His grandson Warren Zysman said Kahn had been afraid of another pandemic coming along during his lifetime. "It was something he brought up quite frequently," Warren Zysman told CNN. "I would have conversations with him, he would say to me, 'I told you history repeats itself, 100 years is not that long of a period of time.'" Kahn experienced COVID-19 symptoms such as coughing before his death on April 17 and knew he might have it, Warren Zysman told CNN. "He talked about his brother a lot in the last few days," Zysman said.

 

Kahn enlisted in the US Army Air Corps pilot training program in 1940, and after the United States entered the war he served in the Pacific at the Battle of Iwo Jima and later in the firebombing raids over Japan, Newsday said.
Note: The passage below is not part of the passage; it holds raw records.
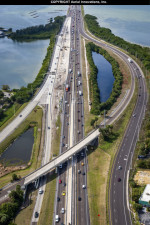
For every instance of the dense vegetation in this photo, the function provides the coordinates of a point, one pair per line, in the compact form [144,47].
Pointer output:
[9,210]
[24,94]
[142,53]
[97,107]
[40,31]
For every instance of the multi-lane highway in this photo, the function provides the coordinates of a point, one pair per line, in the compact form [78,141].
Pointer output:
[119,211]
[118,194]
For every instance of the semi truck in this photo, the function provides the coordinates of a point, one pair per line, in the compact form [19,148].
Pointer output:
[79,73]
[67,87]
[130,60]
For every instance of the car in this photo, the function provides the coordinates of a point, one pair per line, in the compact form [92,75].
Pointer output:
[79,198]
[60,166]
[40,191]
[36,214]
[62,210]
[63,193]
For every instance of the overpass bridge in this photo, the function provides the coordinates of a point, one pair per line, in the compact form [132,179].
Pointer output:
[61,158]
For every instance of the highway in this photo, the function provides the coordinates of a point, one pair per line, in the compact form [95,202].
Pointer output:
[118,206]
[119,211]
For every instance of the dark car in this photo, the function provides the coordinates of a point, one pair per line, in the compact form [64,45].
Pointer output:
[36,215]
[79,198]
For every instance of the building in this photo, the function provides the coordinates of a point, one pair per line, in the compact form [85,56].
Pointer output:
[145,197]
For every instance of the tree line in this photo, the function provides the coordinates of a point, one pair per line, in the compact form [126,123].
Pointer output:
[40,31]
[140,52]
[97,107]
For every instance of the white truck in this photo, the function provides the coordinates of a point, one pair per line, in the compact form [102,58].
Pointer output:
[80,93]
[56,218]
[130,60]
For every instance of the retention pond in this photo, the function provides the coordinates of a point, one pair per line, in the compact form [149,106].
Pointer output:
[105,78]
[19,152]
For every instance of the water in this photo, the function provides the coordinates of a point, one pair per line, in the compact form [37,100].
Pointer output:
[21,149]
[20,62]
[105,78]
[131,22]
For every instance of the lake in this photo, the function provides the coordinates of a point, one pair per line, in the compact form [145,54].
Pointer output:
[20,62]
[131,22]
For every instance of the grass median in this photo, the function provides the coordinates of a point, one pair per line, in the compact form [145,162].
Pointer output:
[100,162]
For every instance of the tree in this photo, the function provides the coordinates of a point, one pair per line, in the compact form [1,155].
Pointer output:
[92,122]
[1,94]
[1,113]
[5,87]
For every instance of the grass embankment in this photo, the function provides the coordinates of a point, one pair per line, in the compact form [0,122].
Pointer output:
[35,118]
[56,136]
[25,215]
[100,162]
[47,210]
[87,115]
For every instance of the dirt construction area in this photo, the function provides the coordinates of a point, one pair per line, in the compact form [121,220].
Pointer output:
[142,177]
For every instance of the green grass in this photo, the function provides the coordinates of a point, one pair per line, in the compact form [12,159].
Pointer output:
[10,115]
[25,215]
[57,133]
[35,161]
[99,174]
[98,162]
[47,210]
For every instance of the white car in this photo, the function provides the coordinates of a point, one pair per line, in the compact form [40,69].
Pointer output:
[62,210]
[40,191]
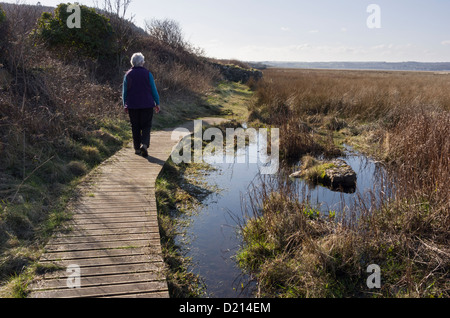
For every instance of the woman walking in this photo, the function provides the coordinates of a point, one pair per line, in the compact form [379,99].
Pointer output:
[140,97]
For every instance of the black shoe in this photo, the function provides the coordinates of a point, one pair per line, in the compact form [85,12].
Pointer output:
[144,151]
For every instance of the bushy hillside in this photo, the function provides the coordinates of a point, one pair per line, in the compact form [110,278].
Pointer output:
[61,112]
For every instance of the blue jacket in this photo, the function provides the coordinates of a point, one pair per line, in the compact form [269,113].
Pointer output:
[139,89]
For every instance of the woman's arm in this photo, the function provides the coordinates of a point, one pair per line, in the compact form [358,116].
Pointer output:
[154,90]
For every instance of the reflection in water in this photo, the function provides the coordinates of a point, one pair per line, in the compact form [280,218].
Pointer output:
[212,233]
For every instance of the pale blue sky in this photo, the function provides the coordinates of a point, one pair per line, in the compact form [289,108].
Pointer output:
[298,30]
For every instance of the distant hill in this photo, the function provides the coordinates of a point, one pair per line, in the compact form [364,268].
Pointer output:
[390,66]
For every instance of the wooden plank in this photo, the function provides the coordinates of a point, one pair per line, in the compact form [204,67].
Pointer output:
[156,288]
[114,233]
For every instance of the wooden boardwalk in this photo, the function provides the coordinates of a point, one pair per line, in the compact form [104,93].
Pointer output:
[113,240]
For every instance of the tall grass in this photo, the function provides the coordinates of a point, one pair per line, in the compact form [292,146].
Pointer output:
[403,117]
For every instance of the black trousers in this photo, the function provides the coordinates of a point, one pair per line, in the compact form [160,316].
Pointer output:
[141,126]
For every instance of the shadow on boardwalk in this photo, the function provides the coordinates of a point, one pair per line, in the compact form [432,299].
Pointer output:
[111,247]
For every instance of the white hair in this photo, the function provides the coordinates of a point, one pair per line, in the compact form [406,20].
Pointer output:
[137,59]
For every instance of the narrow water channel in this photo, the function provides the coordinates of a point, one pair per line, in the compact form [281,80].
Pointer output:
[213,238]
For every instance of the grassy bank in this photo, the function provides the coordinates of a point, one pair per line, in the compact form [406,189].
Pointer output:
[180,190]
[402,119]
[61,116]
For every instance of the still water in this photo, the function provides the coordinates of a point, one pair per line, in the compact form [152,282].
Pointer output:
[213,237]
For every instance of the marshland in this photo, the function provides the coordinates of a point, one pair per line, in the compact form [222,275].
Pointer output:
[60,117]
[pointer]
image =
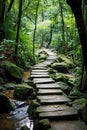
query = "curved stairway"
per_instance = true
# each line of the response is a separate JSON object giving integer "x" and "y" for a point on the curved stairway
{"x": 54, "y": 104}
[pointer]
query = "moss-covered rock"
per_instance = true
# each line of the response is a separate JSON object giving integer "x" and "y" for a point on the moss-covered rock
{"x": 22, "y": 91}
{"x": 79, "y": 104}
{"x": 25, "y": 128}
{"x": 84, "y": 113}
{"x": 66, "y": 78}
{"x": 32, "y": 108}
{"x": 66, "y": 89}
{"x": 13, "y": 71}
{"x": 44, "y": 124}
{"x": 67, "y": 60}
{"x": 5, "y": 104}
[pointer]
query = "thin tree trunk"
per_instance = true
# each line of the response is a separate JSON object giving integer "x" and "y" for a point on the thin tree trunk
{"x": 34, "y": 35}
{"x": 10, "y": 6}
{"x": 18, "y": 27}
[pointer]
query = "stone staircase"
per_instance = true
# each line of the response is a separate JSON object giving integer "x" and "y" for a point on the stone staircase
{"x": 55, "y": 106}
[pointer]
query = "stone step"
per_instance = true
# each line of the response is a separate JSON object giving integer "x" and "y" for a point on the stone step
{"x": 39, "y": 76}
{"x": 49, "y": 91}
{"x": 68, "y": 125}
{"x": 48, "y": 85}
{"x": 42, "y": 80}
{"x": 39, "y": 73}
{"x": 40, "y": 70}
{"x": 53, "y": 99}
{"x": 68, "y": 113}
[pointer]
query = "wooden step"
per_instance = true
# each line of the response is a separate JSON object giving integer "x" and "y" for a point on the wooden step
{"x": 48, "y": 85}
{"x": 42, "y": 80}
{"x": 53, "y": 99}
{"x": 49, "y": 91}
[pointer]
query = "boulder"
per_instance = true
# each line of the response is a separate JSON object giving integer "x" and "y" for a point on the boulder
{"x": 60, "y": 67}
{"x": 9, "y": 85}
{"x": 5, "y": 104}
{"x": 25, "y": 128}
{"x": 32, "y": 108}
{"x": 13, "y": 71}
{"x": 22, "y": 91}
{"x": 66, "y": 78}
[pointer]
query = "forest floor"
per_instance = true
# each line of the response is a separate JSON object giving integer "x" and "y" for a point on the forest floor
{"x": 55, "y": 105}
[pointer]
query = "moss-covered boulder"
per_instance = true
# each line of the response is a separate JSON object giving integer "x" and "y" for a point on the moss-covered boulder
{"x": 32, "y": 108}
{"x": 13, "y": 71}
{"x": 60, "y": 67}
{"x": 22, "y": 91}
{"x": 66, "y": 88}
{"x": 5, "y": 104}
{"x": 25, "y": 128}
{"x": 67, "y": 60}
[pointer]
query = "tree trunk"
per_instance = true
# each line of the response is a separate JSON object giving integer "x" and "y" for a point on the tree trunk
{"x": 34, "y": 35}
{"x": 10, "y": 6}
{"x": 76, "y": 6}
{"x": 18, "y": 27}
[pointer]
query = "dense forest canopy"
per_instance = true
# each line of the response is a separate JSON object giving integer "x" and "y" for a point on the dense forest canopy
{"x": 26, "y": 25}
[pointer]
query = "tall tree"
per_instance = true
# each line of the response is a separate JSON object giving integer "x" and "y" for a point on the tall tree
{"x": 18, "y": 26}
{"x": 76, "y": 6}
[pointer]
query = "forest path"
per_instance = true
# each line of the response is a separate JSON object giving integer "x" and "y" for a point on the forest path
{"x": 54, "y": 104}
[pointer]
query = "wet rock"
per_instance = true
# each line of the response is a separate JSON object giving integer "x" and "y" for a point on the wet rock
{"x": 32, "y": 108}
{"x": 5, "y": 104}
{"x": 13, "y": 71}
{"x": 84, "y": 113}
{"x": 44, "y": 124}
{"x": 66, "y": 89}
{"x": 22, "y": 91}
{"x": 67, "y": 60}
{"x": 60, "y": 67}
{"x": 79, "y": 104}
{"x": 9, "y": 85}
{"x": 25, "y": 128}
{"x": 66, "y": 78}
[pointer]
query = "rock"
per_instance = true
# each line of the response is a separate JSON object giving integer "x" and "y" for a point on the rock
{"x": 9, "y": 85}
{"x": 13, "y": 71}
{"x": 5, "y": 104}
{"x": 79, "y": 104}
{"x": 66, "y": 78}
{"x": 32, "y": 108}
{"x": 60, "y": 67}
{"x": 22, "y": 91}
{"x": 1, "y": 80}
{"x": 66, "y": 89}
{"x": 25, "y": 128}
{"x": 84, "y": 113}
{"x": 44, "y": 124}
{"x": 67, "y": 60}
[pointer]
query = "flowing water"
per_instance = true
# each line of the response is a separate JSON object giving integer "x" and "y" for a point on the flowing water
{"x": 17, "y": 118}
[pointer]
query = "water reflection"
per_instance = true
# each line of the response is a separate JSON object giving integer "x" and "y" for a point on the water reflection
{"x": 17, "y": 118}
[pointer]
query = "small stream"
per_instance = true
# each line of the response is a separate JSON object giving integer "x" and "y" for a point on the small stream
{"x": 17, "y": 118}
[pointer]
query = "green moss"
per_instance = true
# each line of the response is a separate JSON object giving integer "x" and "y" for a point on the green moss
{"x": 13, "y": 70}
{"x": 5, "y": 104}
{"x": 22, "y": 91}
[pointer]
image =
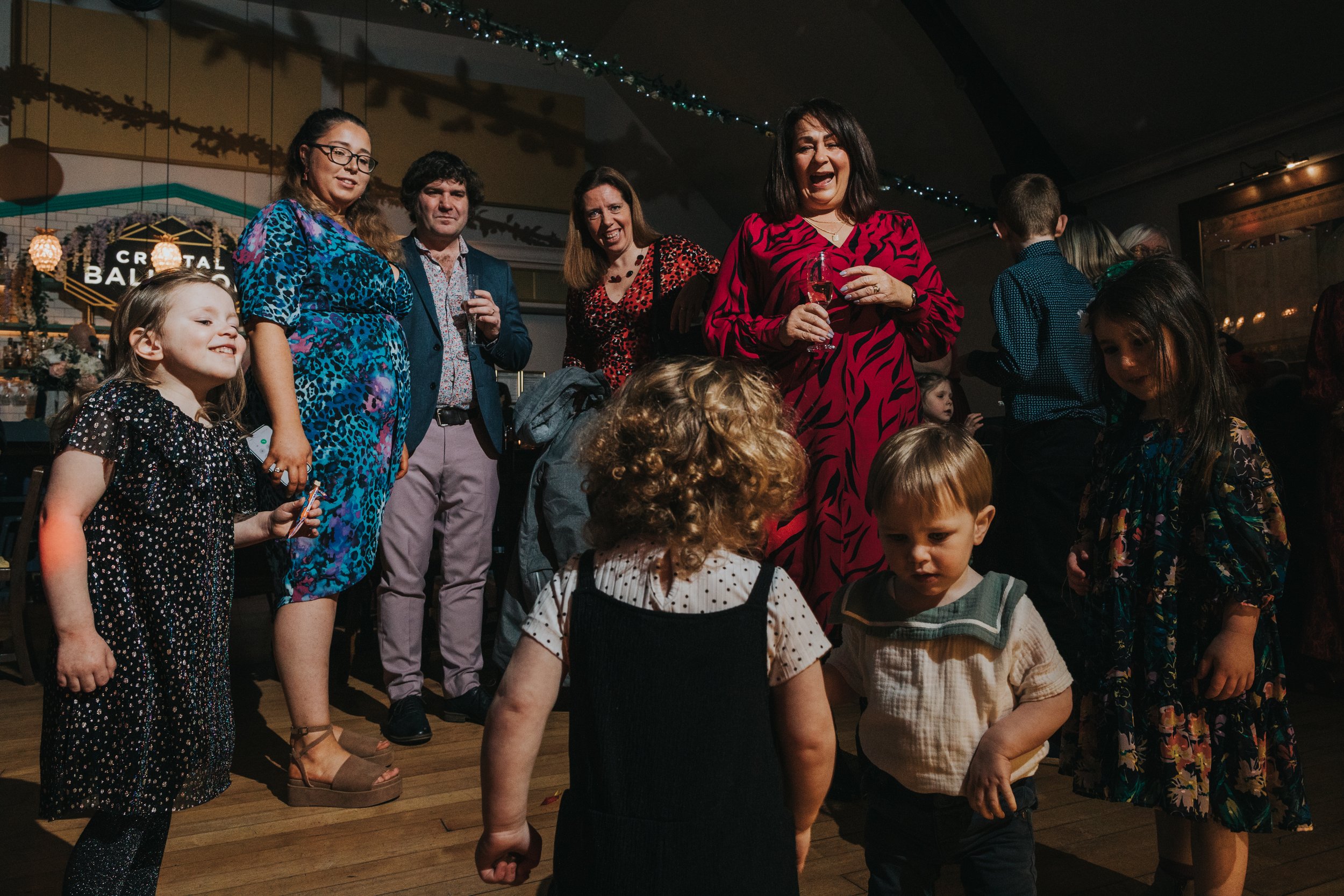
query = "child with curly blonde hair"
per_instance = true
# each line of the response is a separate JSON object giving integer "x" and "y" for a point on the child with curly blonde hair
{"x": 700, "y": 739}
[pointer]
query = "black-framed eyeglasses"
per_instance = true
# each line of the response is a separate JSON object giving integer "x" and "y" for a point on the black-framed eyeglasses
{"x": 342, "y": 157}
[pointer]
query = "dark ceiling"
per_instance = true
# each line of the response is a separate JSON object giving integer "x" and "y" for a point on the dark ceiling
{"x": 1105, "y": 84}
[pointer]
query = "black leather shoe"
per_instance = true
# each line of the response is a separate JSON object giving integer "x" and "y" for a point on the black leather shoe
{"x": 468, "y": 707}
{"x": 406, "y": 723}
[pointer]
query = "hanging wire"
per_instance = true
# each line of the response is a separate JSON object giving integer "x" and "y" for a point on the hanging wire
{"x": 144, "y": 128}
{"x": 248, "y": 114}
{"x": 270, "y": 146}
{"x": 46, "y": 156}
{"x": 168, "y": 114}
{"x": 367, "y": 54}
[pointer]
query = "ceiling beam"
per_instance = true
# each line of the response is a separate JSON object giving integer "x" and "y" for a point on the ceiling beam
{"x": 1014, "y": 135}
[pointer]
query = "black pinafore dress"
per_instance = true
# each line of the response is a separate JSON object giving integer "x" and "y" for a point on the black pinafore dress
{"x": 675, "y": 782}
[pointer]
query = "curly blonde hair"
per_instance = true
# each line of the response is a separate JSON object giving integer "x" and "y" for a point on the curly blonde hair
{"x": 695, "y": 453}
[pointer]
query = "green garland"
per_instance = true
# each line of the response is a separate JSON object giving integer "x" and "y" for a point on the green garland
{"x": 480, "y": 25}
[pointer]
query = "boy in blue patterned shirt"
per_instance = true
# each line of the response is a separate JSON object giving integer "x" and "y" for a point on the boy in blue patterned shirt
{"x": 1043, "y": 366}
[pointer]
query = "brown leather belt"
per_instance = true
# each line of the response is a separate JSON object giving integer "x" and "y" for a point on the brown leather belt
{"x": 453, "y": 415}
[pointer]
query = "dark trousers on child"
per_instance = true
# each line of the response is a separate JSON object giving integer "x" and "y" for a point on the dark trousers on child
{"x": 1038, "y": 492}
{"x": 117, "y": 856}
{"x": 910, "y": 837}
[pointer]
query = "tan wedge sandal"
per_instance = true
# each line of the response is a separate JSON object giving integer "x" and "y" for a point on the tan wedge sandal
{"x": 364, "y": 747}
{"x": 354, "y": 785}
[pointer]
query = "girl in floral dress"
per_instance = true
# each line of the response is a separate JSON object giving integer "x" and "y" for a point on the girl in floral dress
{"x": 1182, "y": 558}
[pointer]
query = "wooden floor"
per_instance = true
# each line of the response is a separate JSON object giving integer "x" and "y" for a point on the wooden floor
{"x": 248, "y": 843}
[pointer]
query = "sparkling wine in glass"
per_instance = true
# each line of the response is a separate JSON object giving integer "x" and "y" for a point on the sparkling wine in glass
{"x": 821, "y": 292}
{"x": 474, "y": 283}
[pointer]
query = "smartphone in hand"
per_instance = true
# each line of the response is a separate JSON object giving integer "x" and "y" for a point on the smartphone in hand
{"x": 259, "y": 442}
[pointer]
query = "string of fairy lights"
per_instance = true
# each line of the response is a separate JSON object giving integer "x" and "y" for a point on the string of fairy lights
{"x": 482, "y": 26}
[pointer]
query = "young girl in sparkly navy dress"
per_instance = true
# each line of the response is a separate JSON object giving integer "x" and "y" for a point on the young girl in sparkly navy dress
{"x": 149, "y": 494}
{"x": 1179, "y": 569}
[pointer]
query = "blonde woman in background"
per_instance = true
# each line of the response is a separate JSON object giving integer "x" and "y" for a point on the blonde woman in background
{"x": 1143, "y": 241}
{"x": 1089, "y": 246}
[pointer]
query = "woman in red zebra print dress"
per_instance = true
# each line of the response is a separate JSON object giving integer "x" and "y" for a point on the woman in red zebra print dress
{"x": 821, "y": 195}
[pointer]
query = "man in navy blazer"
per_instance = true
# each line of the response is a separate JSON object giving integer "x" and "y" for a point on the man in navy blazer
{"x": 455, "y": 440}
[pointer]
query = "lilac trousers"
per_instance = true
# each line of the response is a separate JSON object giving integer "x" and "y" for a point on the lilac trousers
{"x": 449, "y": 491}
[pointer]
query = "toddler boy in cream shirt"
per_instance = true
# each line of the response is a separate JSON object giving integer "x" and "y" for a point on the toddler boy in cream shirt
{"x": 964, "y": 683}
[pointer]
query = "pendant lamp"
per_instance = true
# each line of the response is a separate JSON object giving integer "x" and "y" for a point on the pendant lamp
{"x": 45, "y": 250}
{"x": 166, "y": 254}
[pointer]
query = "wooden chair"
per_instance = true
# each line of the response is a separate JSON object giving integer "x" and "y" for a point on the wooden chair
{"x": 18, "y": 578}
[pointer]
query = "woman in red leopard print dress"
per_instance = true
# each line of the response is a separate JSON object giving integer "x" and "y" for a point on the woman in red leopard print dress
{"x": 821, "y": 195}
{"x": 611, "y": 259}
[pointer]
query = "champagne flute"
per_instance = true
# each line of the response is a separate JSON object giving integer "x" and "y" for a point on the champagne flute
{"x": 474, "y": 283}
{"x": 821, "y": 292}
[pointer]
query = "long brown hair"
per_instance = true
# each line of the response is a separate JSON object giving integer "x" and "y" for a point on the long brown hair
{"x": 695, "y": 454}
{"x": 584, "y": 259}
{"x": 363, "y": 217}
{"x": 781, "y": 190}
{"x": 1160, "y": 300}
{"x": 147, "y": 305}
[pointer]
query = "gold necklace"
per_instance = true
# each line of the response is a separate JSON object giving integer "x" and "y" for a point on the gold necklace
{"x": 834, "y": 235}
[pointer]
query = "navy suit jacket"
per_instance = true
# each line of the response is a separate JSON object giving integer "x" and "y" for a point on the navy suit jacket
{"x": 425, "y": 345}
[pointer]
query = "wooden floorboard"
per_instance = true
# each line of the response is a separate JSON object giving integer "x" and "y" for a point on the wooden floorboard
{"x": 249, "y": 843}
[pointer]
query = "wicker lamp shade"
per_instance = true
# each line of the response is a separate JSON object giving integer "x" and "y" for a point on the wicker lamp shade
{"x": 166, "y": 256}
{"x": 45, "y": 250}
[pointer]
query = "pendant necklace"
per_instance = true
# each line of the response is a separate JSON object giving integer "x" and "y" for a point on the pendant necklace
{"x": 834, "y": 235}
{"x": 617, "y": 278}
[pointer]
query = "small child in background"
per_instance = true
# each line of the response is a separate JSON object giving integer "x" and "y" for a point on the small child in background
{"x": 963, "y": 680}
{"x": 700, "y": 741}
{"x": 939, "y": 406}
{"x": 1183, "y": 556}
{"x": 147, "y": 500}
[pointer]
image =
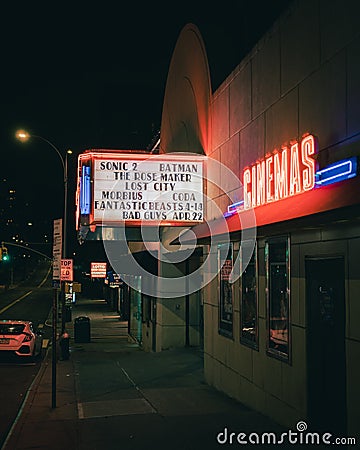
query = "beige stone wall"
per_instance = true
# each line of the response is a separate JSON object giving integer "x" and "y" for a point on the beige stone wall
{"x": 302, "y": 77}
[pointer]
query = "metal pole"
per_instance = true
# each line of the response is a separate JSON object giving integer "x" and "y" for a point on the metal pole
{"x": 54, "y": 344}
{"x": 64, "y": 243}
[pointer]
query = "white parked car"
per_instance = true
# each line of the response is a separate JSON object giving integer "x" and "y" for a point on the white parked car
{"x": 18, "y": 337}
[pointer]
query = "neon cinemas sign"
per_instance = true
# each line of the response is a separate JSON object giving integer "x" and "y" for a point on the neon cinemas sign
{"x": 281, "y": 174}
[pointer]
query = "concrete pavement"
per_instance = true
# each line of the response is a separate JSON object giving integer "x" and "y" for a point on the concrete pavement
{"x": 112, "y": 395}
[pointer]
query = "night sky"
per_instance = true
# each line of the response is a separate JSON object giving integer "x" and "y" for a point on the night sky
{"x": 93, "y": 75}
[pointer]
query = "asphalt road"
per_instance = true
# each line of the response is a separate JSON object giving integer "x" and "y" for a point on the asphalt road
{"x": 30, "y": 301}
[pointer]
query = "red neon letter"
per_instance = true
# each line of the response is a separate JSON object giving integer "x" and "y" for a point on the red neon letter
{"x": 247, "y": 192}
{"x": 269, "y": 178}
{"x": 260, "y": 182}
{"x": 280, "y": 175}
{"x": 295, "y": 182}
{"x": 253, "y": 186}
{"x": 307, "y": 149}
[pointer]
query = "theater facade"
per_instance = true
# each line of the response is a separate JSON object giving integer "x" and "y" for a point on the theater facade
{"x": 281, "y": 319}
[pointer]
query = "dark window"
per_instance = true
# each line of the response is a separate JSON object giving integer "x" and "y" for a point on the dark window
{"x": 249, "y": 302}
{"x": 278, "y": 288}
{"x": 225, "y": 264}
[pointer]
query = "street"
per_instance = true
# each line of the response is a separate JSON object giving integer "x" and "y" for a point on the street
{"x": 29, "y": 301}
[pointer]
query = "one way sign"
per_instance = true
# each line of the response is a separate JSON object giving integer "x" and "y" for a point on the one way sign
{"x": 66, "y": 271}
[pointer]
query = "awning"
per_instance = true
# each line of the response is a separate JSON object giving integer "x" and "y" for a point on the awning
{"x": 318, "y": 200}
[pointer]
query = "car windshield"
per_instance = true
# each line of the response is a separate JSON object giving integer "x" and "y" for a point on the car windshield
{"x": 11, "y": 328}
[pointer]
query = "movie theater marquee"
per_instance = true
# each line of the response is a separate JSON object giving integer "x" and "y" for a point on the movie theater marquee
{"x": 148, "y": 189}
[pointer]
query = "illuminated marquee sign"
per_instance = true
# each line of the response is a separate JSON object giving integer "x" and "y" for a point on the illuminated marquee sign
{"x": 281, "y": 174}
{"x": 140, "y": 188}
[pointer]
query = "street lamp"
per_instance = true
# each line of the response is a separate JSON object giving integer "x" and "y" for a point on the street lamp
{"x": 24, "y": 136}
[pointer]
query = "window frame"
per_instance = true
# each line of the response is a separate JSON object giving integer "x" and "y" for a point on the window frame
{"x": 225, "y": 327}
{"x": 254, "y": 344}
{"x": 271, "y": 351}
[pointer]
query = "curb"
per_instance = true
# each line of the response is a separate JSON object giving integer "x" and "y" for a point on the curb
{"x": 28, "y": 400}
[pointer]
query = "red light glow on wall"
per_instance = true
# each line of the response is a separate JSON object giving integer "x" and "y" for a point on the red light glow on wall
{"x": 281, "y": 174}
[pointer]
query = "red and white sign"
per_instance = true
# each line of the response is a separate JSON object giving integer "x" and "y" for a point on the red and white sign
{"x": 98, "y": 270}
{"x": 145, "y": 189}
{"x": 66, "y": 271}
{"x": 57, "y": 245}
{"x": 281, "y": 174}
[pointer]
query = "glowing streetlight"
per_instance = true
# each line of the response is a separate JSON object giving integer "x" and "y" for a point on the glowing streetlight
{"x": 24, "y": 136}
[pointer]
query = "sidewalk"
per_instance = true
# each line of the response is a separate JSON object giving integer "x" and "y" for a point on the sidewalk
{"x": 112, "y": 395}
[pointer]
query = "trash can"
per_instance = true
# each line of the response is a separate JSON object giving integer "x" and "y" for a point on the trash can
{"x": 82, "y": 329}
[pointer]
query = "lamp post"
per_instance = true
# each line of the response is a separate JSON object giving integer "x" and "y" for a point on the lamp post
{"x": 24, "y": 136}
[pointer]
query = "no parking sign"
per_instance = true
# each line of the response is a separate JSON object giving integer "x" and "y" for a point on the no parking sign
{"x": 66, "y": 271}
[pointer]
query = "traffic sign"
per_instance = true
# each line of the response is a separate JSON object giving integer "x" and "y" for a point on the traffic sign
{"x": 57, "y": 244}
{"x": 98, "y": 270}
{"x": 66, "y": 271}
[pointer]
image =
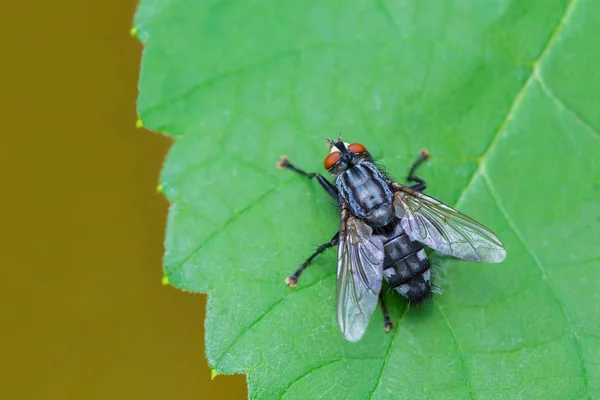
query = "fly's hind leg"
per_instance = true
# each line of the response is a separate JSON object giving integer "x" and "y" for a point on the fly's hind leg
{"x": 292, "y": 280}
{"x": 284, "y": 163}
{"x": 421, "y": 185}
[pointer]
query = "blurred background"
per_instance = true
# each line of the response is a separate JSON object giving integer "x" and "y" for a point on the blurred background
{"x": 83, "y": 311}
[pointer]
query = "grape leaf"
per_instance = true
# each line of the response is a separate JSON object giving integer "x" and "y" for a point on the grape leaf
{"x": 504, "y": 95}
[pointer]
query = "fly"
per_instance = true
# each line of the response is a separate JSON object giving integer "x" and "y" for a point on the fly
{"x": 384, "y": 229}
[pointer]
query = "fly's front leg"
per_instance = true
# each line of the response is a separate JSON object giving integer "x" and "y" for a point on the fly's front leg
{"x": 292, "y": 280}
{"x": 421, "y": 185}
{"x": 388, "y": 325}
{"x": 284, "y": 163}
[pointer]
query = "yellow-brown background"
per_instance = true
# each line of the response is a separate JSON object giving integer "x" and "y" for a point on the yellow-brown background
{"x": 83, "y": 313}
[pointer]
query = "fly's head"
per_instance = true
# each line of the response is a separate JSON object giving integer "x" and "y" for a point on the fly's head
{"x": 343, "y": 156}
He was awarded two bronze stars. "War is terrible," he told Newsday on his 98th birthday in 2017. "Soldiers get killed, but the civilians suffer, too, and the women and children suffer the worst." Kahn was buried Monday at New Montefiore Cemetery in West Babylon, Long Island, Newsday said.

 

Kahn is not the only person to die from the new coronavirus after losing a sibling to the 1918-19 Spanish flu. A 96-year-old woman who died in San Antonio, Texas on April 14 lost an older sister to the pandemic, News4SA reported, although she never knew her sibling.

 

The deadliest pandemic in modern history, Spanish flu killed an estimated 50 million victims and infected around 500 million around the world.